When I was younger and more fueled with fires of righteous indignation, I was passionate about the elephant in the room.  I hated it.  I hated the two-faced way we did things as we danced around him but didn't ever address him.  I thought the grown ups were weak and fearful to allow him to come to the celebration but refuse to acknowledge him.  

I am older now.  Wiser, maybe.  Or more overwhelmed by his presence and how to handle the uninvited guest that always comes.  This elephant is what we don't want to deal with in our families....and even though we all know he is there, we just move around him, dishing up our food, having casual conversations, and smiling.

I don't know how to remove the big elephant in the room of my family gatherings....I have thought about just naming him.  Wouldn't that be scandalous?  Hi everyone!  I've invited "so and so"  He is the big elephant in the room that we will not talk about.  He will stay until the guests have all left and then he will disappear.  Greet him if you dare.  Tip toe around him if you don't want to confront him.  Avert your eyes if you want to ignore him.  Nonetheless....he is here.  

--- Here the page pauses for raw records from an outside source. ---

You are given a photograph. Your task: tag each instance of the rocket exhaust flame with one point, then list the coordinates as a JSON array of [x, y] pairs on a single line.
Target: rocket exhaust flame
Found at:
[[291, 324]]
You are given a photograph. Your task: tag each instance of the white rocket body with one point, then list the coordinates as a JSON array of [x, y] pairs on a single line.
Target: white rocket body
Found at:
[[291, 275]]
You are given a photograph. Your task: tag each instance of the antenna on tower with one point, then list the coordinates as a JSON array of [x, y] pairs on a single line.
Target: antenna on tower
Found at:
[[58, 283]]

This elephant.....he is a part of family.  Hear me.  He is part of US.  He comes with the flawed way that humans do life and relationship.  He comes with our courageous attempt to gather and love in the face of sin and hardship and broken-ness.  We will continue to gather because we must.  My children need to know what it feels like to have holiday traditions and generous hosts and hard work to make a special place to gather.  I expect them to one day do the same.  I want them to become familiar with the big elephant that will show up uninvited.  I think he matters.  I think if we don't know he is there.....we will have missed something important.  

Equally present will be the Holy Spirit.  He is formless, He is life-giving, He is everywhere all the time.  He, too, knows the big elephant.  Heck.....maybe He invites him!  If you gather with akward moments with family this holiday season and you can find the big elephant in the room that no one is talking about, also look for the presence of the Holy Spirit.  I'm pretty sure they travel together.